Bangladesh is weighing losses and gains from farm-subsidy cuts by wealthy countries following the World Trade Organization (WTO) Agreement on Agriculture (AoA) that provides the nations flexibility to provide higher domestic support to their farmers.  Doing this arithmetic is promoted by a crossroads of export and import trades created by the WTO deal in the farm sector.

Bangladesh has the possibility to export some farm products, including fresh fruits and vegetables, if their prices increase on the international market as a result of agricultural subsidy cutbacks particularly in the rich nations. 

India, as a leading exporter of farm products and developing country, felt discriminated against by the agreement and raised the issue with the WTO on the plea that the flexibility allowed to the developed economies would distort the international farm products' market. Opposing the flexibility allowed to the developed economies, New Delhi proposed that the developed countries ought to lower their farm subsidies to end trade distortions.

As Dhaka is evaluating the Indian proposal, economists say that Bangladesh is likely to be affected if subsidy cuts lead to price hike of farm products in source countries as the country has to make import of some items of agricultural produce to make up for domestic- supply shortfalls.

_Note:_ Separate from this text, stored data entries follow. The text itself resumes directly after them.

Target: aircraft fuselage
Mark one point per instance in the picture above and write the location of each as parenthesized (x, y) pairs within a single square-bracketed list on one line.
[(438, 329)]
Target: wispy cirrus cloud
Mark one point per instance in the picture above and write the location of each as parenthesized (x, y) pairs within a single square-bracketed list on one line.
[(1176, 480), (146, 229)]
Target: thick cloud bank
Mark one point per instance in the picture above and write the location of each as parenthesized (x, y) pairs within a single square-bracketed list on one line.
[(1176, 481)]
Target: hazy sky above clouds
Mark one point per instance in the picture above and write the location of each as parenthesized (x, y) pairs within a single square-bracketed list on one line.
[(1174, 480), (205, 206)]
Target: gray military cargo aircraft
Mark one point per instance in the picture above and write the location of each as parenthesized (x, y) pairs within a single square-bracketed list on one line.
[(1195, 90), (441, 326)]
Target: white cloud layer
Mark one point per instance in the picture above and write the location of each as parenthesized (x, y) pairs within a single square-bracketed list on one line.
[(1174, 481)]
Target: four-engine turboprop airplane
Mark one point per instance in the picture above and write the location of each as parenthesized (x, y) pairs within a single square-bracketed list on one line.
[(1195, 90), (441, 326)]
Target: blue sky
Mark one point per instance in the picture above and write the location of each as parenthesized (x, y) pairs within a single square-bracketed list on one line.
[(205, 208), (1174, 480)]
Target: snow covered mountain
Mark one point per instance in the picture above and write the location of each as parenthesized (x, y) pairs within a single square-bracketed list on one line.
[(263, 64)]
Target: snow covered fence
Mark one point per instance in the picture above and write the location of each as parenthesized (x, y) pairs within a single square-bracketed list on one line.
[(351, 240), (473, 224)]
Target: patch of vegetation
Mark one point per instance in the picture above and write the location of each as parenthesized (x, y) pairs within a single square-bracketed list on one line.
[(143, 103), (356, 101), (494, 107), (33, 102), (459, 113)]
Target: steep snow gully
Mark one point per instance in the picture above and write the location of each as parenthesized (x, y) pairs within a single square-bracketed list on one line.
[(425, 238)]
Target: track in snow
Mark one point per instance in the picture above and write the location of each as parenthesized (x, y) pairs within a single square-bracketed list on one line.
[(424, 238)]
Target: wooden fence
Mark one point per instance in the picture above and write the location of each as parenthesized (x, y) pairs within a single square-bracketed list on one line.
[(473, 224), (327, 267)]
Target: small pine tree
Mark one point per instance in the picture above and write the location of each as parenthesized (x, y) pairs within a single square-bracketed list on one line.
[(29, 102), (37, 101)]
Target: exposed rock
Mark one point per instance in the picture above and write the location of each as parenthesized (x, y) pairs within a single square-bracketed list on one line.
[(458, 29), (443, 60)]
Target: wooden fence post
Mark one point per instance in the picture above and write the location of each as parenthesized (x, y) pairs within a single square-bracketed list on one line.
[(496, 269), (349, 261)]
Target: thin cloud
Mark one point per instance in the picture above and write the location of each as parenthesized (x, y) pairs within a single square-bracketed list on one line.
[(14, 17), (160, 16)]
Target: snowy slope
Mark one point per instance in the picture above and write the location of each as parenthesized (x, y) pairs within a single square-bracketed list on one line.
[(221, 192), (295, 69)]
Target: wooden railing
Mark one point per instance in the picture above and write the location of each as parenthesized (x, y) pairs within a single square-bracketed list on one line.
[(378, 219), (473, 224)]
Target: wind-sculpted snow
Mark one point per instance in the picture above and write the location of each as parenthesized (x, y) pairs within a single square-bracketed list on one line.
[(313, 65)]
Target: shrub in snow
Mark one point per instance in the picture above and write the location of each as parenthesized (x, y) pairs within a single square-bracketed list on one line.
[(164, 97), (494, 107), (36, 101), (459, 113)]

Economists say that Bangladesh ought to take the option of balancing between defensive and offensive positions on the farm- subsidy issue, as the country is poised on the horns of a dilemma.

At the ongoing WTO negotiations, Bangladesh has supported a proposal to protect the interests of small farmers if the import bills of developing countries go up due to the flexibility given to the developed economies through the WTO Agreement. The United States (US) and the European Union (EU), however, stand opposed to the proposal and plea for removing ''all the barriers to free market activities''.

And developing countries supported a counter-proposal to reduce farm subsidies by developed economies, instead of a blanket withdrawal.

Bangladesh confronts two possibilities: its agricultural exports will go up if the wealthy nations reduce subsidies but its import bill will also go up having to pay higher prices of many products it now imports at lower prices.

The country uses product-specific Aggregate Measurement of Support (AMS) to provide price support to rice and wheat, and non-specific AMSs subsidies to fertiliser imports. It provides tariff protection to domestic agriculture and restricts export of several agricultural commodities to ensure domestic supplies. Bangladesh also provides cash incentives to promote agricultural exports and concessional credits for farm machinery, procurement of rice and wheat from farmers, lower electricity tariffs for irrigation and tax holiday to agro-processing industries.

Between 2017 and 2019, the Paris-based Organisation for Economic Cooperation and Development (OECD) had paid $708 billion to support agricultural producers in 54 countries. Although high farm subsidies in developed countries reduce global prices, they also reduce farmers' earnings in low-income countries.

According to a number of studies conducted by the World Bank, the US subsidies alone reduce West Africa's annual revenue from cotton exports by $250 million annually.

To protect their trade interests, Canada, the US and Ukraine, though among the 32 members that pay the highest domestic farm subsidies, at the WTO  oppose developing countries subsidising their agricultural production.

A farmer in Switzerland gets $37,952 in subsidy a year, while an Indian farmer ends up with $451.

From 1995 to 2018, Japan had provided domestic subsidies ranging from 42 per cent to 48 per cent  of the total value of agriculture production, Norway - ranging from 32 per cent to 61 per cent, Switzerland - 38 per cent to 43 per cent-- far beyond what developing countries like Bangladesh could pay. 

Domestic subsidies provided by the US exceed 50 per cent to 100 per cent of the value, depending on products. The US subsidises rice production by 82 per cent of the production cost, 65 per cent to  sunflower, 74 per cent to cotton and 215 per cent to wool.

The US heavily subsidises its dairy industry and Canada its  milk production, as part of their strategy of flexibility.

To reduce the distortion, there is a proposal before the WTO for all the member-countries to reduce domestic farm subsidies for three to five years.